Media Report: Judge in ChatGPT case most troubled by attorneys’ lack of candor

Legal Dive write

Attorney Steven A. Schwartz first landed him and his colleague Peter LoDuca in hot water with a federal judge through his use of ChatGPT for legal research, which resulted in six fake cases being cited in a legal brief.

However, if the two Levidow, Levidow & Oberman lawyers had owned up to Schwartz’s now-infamous actions sooner, they might have been able to avoid the sanctions Judge P. Kevin Castel handed down last week.

The Southern District of New York judge wrote that “the narrative leading to sanctions” included an early March filing that was prepared by Schwartz and filed by LoDuca that first cited the fake cases.

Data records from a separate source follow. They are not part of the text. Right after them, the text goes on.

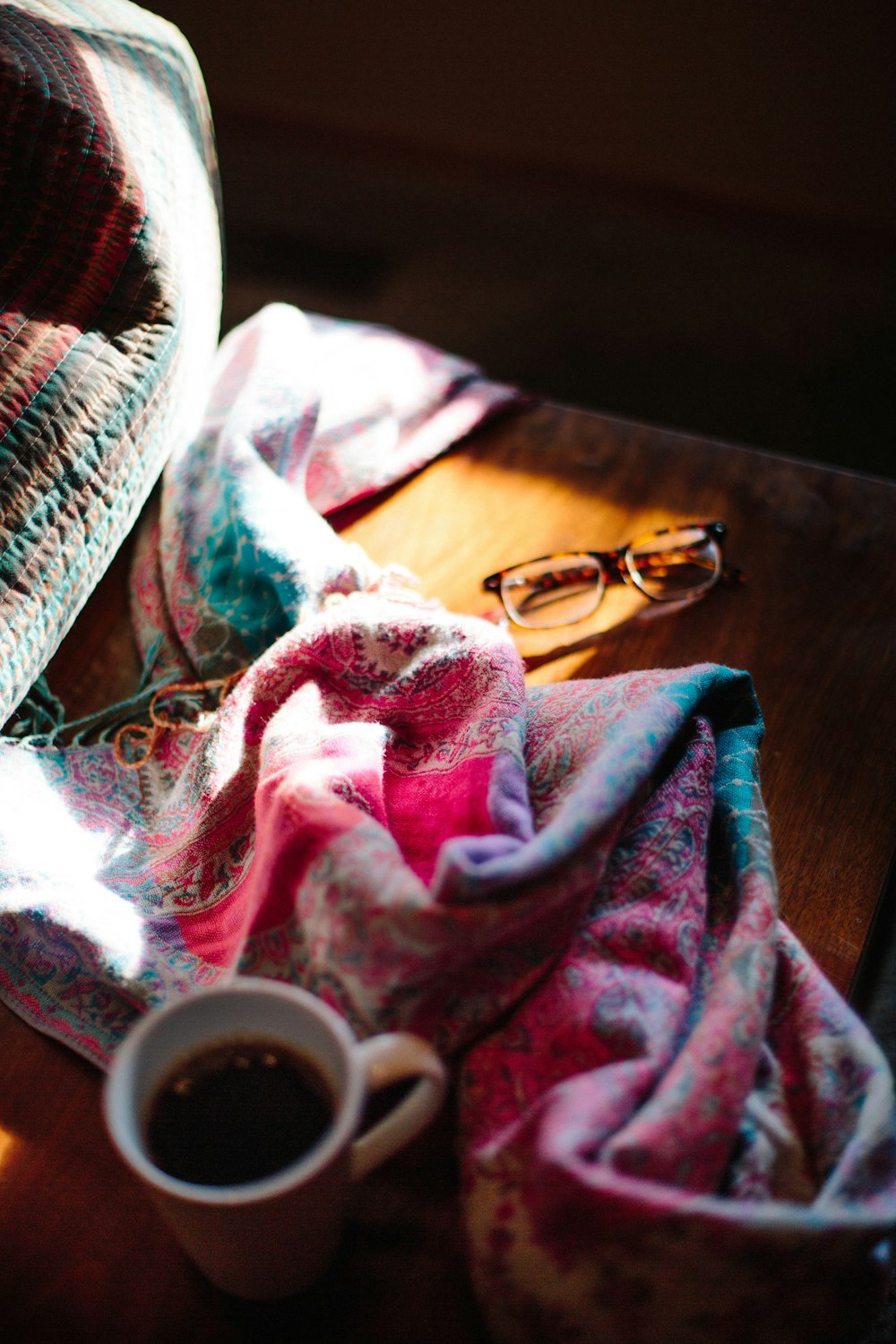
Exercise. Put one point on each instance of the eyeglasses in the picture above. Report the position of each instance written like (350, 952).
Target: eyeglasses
(672, 564)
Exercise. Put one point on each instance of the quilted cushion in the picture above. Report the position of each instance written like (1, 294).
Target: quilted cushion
(110, 274)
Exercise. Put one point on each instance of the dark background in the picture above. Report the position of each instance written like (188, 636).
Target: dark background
(676, 212)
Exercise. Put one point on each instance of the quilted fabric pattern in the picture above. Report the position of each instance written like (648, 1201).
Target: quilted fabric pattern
(109, 297)
(670, 1125)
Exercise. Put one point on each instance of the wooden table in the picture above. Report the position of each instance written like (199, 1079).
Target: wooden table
(82, 1257)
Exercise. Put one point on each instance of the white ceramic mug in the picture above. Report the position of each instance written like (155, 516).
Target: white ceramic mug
(271, 1236)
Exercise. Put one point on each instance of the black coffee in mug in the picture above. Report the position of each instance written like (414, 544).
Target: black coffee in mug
(237, 1110)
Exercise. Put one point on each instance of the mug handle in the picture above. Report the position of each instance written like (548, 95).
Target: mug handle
(387, 1059)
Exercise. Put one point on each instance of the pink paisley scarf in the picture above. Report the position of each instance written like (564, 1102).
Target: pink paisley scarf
(670, 1126)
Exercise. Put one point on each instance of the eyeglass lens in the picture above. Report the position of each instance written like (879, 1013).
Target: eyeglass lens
(669, 566)
(557, 590)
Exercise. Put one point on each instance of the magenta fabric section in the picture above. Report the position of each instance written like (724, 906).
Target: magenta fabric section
(670, 1125)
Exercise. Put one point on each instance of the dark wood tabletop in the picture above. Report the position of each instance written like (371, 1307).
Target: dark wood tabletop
(82, 1257)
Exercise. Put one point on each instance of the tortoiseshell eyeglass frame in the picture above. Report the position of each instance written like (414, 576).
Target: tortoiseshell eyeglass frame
(618, 567)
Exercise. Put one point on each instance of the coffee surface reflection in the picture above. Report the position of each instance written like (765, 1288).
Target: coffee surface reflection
(237, 1110)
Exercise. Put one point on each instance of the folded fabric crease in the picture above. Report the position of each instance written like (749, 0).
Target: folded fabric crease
(672, 1128)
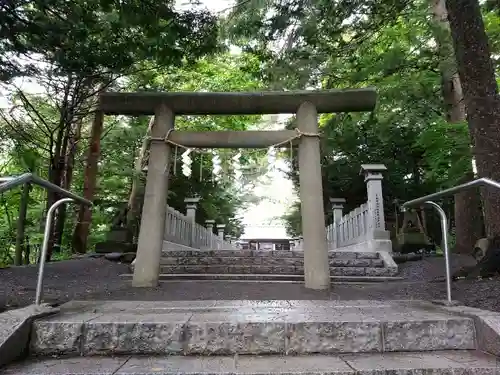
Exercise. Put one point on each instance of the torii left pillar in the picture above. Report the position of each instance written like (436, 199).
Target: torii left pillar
(147, 263)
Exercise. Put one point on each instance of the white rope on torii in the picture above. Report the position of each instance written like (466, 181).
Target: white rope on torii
(216, 160)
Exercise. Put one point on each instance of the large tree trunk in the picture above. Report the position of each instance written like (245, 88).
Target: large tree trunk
(56, 169)
(81, 232)
(67, 179)
(468, 214)
(480, 89)
(137, 191)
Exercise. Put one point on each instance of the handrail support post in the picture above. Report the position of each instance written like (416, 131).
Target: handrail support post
(446, 250)
(43, 254)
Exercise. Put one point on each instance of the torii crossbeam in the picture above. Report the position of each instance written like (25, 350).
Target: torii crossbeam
(165, 106)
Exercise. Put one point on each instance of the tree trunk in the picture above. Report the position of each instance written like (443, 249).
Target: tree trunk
(467, 205)
(480, 90)
(82, 227)
(55, 175)
(67, 179)
(137, 191)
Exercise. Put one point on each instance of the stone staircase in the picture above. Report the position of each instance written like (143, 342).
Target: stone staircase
(262, 337)
(270, 265)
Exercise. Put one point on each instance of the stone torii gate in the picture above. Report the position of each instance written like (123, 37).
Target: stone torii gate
(165, 106)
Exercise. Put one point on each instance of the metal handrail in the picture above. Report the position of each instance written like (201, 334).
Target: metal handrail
(452, 190)
(428, 200)
(7, 183)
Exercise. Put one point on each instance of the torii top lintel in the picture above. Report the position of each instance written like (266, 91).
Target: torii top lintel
(236, 103)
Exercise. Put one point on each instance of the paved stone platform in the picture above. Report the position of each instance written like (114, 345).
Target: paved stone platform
(289, 327)
(265, 277)
(435, 363)
(272, 262)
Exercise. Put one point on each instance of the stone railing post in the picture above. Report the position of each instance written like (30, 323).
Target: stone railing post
(210, 228)
(337, 212)
(191, 205)
(373, 179)
(220, 230)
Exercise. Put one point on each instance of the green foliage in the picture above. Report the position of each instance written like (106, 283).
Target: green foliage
(86, 38)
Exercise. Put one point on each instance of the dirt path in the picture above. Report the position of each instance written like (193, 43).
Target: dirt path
(99, 279)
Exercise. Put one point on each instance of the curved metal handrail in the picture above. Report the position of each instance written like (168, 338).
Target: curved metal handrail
(8, 183)
(428, 200)
(451, 191)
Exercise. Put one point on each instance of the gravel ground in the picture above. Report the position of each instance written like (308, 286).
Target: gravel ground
(99, 279)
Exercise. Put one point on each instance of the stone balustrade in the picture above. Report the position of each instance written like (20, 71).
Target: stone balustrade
(182, 231)
(352, 228)
(362, 229)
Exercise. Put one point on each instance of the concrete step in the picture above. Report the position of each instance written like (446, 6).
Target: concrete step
(436, 363)
(265, 253)
(267, 277)
(265, 261)
(287, 270)
(249, 327)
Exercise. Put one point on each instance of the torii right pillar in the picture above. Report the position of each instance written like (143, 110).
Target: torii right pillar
(316, 267)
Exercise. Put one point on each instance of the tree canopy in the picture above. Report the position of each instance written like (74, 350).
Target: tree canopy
(71, 51)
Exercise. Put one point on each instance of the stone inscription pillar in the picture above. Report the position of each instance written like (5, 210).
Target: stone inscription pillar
(147, 264)
(337, 212)
(316, 269)
(373, 178)
(220, 230)
(191, 206)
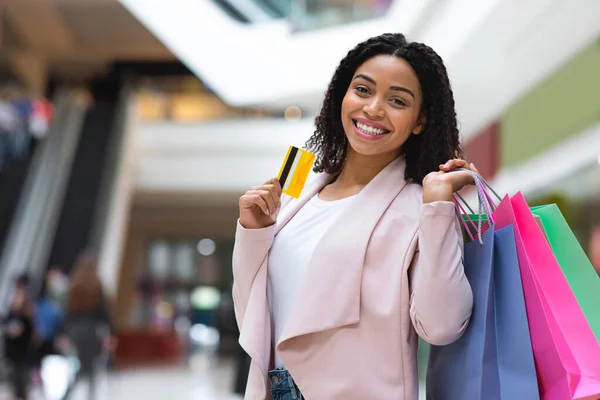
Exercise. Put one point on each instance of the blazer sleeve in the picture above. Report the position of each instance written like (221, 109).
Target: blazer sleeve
(250, 250)
(441, 299)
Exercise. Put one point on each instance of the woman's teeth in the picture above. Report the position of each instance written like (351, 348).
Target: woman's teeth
(369, 130)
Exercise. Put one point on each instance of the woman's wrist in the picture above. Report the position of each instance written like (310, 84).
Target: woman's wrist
(437, 192)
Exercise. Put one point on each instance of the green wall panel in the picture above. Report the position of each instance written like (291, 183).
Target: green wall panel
(561, 106)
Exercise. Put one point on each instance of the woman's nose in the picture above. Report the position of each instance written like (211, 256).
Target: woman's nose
(373, 109)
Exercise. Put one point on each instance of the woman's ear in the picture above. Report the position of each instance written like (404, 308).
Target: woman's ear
(420, 126)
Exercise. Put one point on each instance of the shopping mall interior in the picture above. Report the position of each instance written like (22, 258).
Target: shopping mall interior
(150, 119)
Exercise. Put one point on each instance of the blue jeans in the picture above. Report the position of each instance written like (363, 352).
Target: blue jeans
(283, 386)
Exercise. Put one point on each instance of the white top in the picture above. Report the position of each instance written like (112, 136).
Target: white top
(290, 255)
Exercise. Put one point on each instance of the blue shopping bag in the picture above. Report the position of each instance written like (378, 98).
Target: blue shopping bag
(493, 360)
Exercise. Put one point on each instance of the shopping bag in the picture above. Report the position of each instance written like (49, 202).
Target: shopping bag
(566, 352)
(577, 268)
(493, 360)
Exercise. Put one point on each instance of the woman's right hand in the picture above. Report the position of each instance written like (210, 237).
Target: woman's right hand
(259, 205)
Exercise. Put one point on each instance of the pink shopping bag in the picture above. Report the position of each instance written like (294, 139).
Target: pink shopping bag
(567, 355)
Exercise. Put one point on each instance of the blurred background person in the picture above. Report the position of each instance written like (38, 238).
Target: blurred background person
(87, 318)
(49, 314)
(18, 331)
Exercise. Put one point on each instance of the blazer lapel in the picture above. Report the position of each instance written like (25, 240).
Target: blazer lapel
(330, 295)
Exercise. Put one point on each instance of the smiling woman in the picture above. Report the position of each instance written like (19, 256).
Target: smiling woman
(331, 289)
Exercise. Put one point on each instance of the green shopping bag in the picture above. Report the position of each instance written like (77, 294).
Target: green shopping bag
(574, 263)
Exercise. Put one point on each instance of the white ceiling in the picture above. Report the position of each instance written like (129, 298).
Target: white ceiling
(494, 49)
(77, 36)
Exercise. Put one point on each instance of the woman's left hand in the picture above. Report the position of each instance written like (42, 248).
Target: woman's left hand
(440, 185)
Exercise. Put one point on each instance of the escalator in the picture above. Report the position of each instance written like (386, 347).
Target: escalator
(77, 217)
(12, 179)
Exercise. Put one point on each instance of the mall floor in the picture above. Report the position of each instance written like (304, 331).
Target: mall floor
(205, 378)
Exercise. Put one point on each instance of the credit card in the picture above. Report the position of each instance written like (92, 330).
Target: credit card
(295, 170)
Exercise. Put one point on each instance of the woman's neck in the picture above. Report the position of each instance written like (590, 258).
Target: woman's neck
(359, 169)
(357, 172)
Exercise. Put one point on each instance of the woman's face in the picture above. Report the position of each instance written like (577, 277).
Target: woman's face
(382, 106)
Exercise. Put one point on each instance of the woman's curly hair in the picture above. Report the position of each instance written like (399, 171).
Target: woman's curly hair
(437, 143)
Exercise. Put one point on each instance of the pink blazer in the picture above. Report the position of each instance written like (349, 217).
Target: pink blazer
(391, 267)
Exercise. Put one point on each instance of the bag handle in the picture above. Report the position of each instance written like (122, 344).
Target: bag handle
(486, 203)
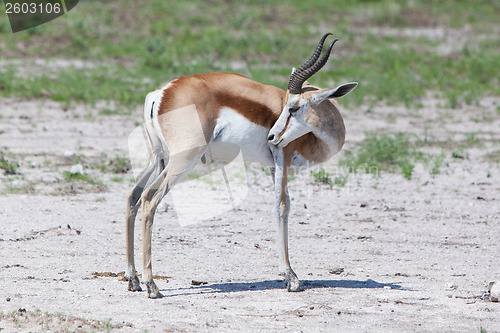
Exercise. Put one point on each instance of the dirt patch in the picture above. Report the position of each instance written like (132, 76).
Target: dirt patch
(378, 254)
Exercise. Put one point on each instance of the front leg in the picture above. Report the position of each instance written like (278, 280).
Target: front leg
(282, 164)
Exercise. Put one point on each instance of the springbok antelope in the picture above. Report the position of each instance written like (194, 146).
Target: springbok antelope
(266, 124)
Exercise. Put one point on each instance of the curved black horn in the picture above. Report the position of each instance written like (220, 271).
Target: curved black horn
(315, 55)
(303, 73)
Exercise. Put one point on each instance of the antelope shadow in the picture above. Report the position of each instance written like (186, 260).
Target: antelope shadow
(229, 287)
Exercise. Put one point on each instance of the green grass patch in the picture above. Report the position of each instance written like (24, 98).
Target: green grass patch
(263, 40)
(391, 153)
(9, 167)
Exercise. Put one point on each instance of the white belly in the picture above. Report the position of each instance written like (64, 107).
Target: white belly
(234, 134)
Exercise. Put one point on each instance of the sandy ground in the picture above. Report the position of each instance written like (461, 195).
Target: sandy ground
(377, 255)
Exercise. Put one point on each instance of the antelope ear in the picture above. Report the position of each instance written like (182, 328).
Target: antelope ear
(324, 94)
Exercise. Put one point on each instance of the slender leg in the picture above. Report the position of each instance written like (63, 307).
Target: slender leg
(282, 164)
(179, 165)
(150, 200)
(131, 212)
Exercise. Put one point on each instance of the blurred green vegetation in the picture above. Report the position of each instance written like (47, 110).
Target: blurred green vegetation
(399, 51)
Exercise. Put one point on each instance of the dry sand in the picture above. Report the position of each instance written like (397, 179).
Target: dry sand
(377, 255)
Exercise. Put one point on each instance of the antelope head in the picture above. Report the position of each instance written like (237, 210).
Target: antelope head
(294, 121)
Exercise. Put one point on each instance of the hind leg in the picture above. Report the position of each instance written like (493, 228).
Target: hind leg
(130, 214)
(179, 165)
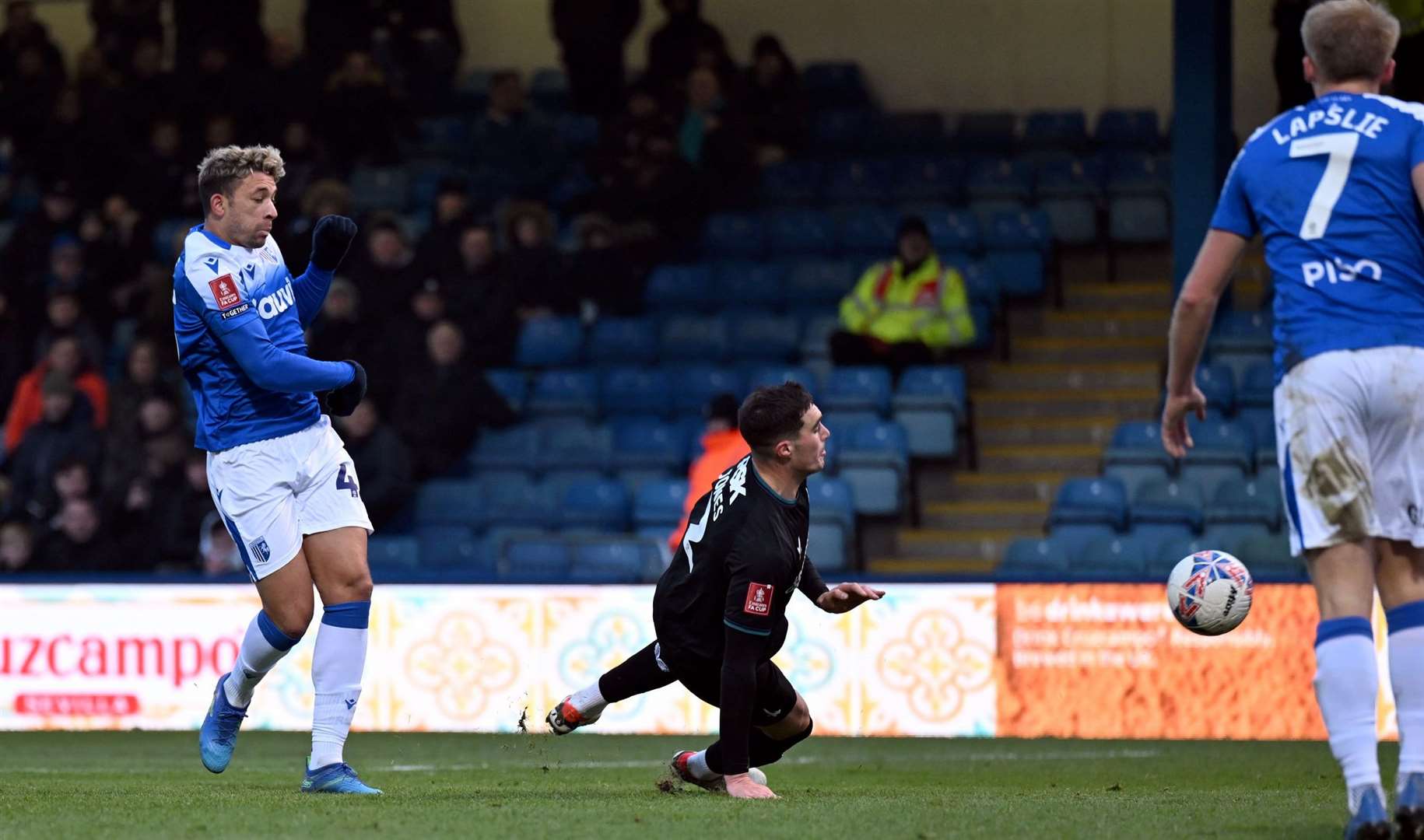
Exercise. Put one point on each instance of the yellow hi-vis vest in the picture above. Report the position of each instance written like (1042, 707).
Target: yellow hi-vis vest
(928, 306)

“But if the matter had ended with Respondents coming clean about their actions shortly after they received the defendant’s March 15 brief questioning the existence of the cases, or after they reviewed the Court’s Orders of April 11 and 12 requiring production of the cases, the record now would look quite different,” Castel wrote in his ruling.

“Instead, the individual Respondents doubled down and did not begin to dribble out the truth until May 25, after the Court issued an Order to Show Cause why one of the individual Respondents ought not be sanctioned,” Castel continued. “For reasons explained and considering the conduct of each individual Respondent separately, the Court finds bad faith on the part of the individual Respondents based upon acts of conscious avoidance and false and misleading statements to the Court.”

The judge levied a $5,000 fine against the two attorneys and their firm in light of the Rule 11 violations. The lawyers were also directed to send Castel’s opinion to the judges to whom the generative AI tool improperly attributed the fake decisions.